Beslan Mudranov won scandal-depleted Russia’s first gold medal of the Rio Olympics in the judo on Saturday after their team was slashed over a massive doping conspiracy.
 Mudranov won the men’s 60kg final with a golden score victory over Kazakhstan’s Yeldos Smetov, putting Russia’s reduced team on the medals table. “Our country has been subject to a lot of psychological pressure, so to win a gold medal on the very first day means a lot for my country,” said Mudranov.
 The IOC cut the Russian delegation by more than 100 athletes after an anti-doping investigation uncovered widespread state-sponsored doping. But it resisted demands of an all-out Russian ban over the investigation.

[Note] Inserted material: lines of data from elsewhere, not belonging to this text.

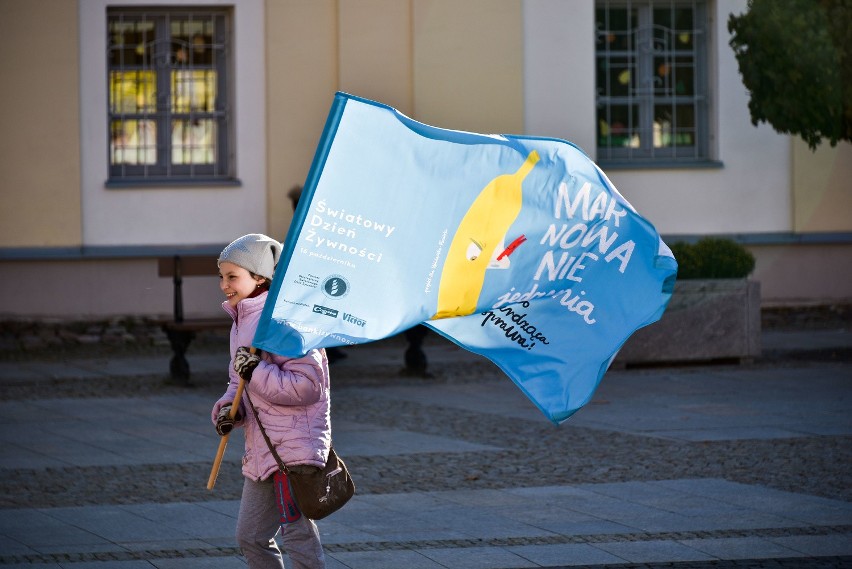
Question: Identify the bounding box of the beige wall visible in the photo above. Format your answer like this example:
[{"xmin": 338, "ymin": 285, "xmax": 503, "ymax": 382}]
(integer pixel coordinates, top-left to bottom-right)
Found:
[
  {"xmin": 412, "ymin": 0, "xmax": 524, "ymax": 134},
  {"xmin": 793, "ymin": 138, "xmax": 852, "ymax": 232},
  {"xmin": 0, "ymin": 0, "xmax": 82, "ymax": 247},
  {"xmin": 265, "ymin": 0, "xmax": 337, "ymax": 240},
  {"xmin": 748, "ymin": 244, "xmax": 852, "ymax": 305}
]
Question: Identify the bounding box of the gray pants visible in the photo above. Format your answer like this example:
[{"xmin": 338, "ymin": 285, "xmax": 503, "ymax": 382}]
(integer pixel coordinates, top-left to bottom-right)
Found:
[{"xmin": 237, "ymin": 477, "xmax": 325, "ymax": 569}]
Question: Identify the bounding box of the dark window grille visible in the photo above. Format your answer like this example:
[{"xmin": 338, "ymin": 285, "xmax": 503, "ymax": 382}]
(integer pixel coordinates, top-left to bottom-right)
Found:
[
  {"xmin": 107, "ymin": 8, "xmax": 234, "ymax": 183},
  {"xmin": 595, "ymin": 0, "xmax": 710, "ymax": 163}
]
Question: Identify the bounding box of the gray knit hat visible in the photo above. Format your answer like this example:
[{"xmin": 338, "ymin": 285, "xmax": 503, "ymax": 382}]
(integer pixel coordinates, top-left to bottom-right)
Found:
[{"xmin": 217, "ymin": 233, "xmax": 281, "ymax": 279}]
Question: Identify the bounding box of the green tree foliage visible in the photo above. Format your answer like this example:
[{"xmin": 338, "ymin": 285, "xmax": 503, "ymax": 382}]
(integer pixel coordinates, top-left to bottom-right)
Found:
[
  {"xmin": 671, "ymin": 237, "xmax": 755, "ymax": 280},
  {"xmin": 728, "ymin": 0, "xmax": 852, "ymax": 149}
]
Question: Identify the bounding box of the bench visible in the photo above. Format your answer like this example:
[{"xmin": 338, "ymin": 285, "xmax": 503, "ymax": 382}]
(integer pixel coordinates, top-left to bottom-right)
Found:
[{"xmin": 157, "ymin": 255, "xmax": 233, "ymax": 385}]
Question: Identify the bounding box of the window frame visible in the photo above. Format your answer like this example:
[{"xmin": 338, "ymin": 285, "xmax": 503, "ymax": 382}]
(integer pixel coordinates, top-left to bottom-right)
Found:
[
  {"xmin": 595, "ymin": 0, "xmax": 719, "ymax": 168},
  {"xmin": 105, "ymin": 5, "xmax": 239, "ymax": 187}
]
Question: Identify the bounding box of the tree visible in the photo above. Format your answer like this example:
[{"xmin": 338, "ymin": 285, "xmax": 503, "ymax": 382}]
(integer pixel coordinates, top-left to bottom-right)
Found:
[{"xmin": 728, "ymin": 0, "xmax": 852, "ymax": 149}]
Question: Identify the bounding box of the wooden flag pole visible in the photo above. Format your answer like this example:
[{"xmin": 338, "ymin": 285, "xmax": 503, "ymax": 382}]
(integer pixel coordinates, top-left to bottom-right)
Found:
[{"xmin": 207, "ymin": 346, "xmax": 257, "ymax": 490}]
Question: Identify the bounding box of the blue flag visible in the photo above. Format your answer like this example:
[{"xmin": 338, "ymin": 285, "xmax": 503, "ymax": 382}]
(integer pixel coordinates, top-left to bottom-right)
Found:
[{"xmin": 254, "ymin": 93, "xmax": 677, "ymax": 424}]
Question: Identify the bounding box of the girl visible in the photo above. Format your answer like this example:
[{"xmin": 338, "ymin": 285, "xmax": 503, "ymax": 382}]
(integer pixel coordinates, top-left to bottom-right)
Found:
[{"xmin": 211, "ymin": 233, "xmax": 331, "ymax": 569}]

 Russia have their smallest team in more than a century at the Olympics over the chaos which has thrown many Russian athletes preparations into chaos.
 But Mudranov insisted he was always confident of being allowed to compete despite just landing in Brazil three days before competing.
 “Before the Games we were training in Portugal for 10 days and we arrived here on August 3. We were confident, we were sure it can’t be that the whole country won’t be allowed to compete in the Olympic Games.”
 “The president of the IOC realised it would be unjust for the athletes who have spent their entire life preparing for the Games, and for some it will be their only Games. We were confident. Only on the day the decision was announced were we slightly nervous.”
 Russia finished fourth in the medals table in London four years ago and despite their limited numbers, Mudranov is sure there will be plenty more Russian success in Rio.
 “The country proved to everyone we can win gold. I am confident this is not the last gold medal. We came prepared. No one broke down under the psychological pressure,” he said.
 The International Judo Federation (IJF) had been outspoken in backing Russian athletes’ right to compete.
 “We hope that by allowing participation of Russian athletes in Rio 2016, we will send out a positive message to all the young people who deserve to be given examples of friendship instead of examples of Cold War,” the IJF said in a statement before the Games.
 Mudranov, ranked 16 in the world, won by waza-ari 44 seconds into the golden score period after neither man was able to score any points in the regular period. Japan’s Naohisa Takato and Diyorbek Urozboev of Uzbekistan claimed bronze.
 Russia escaped a full Olympic ban when the IOC decided to let the respective sports federations decide on Russian participation in Rio. Using strict criteria, with a final saying from the IOC, almost 280 Russians are now eligible to compete. They include the 12-strong judo team.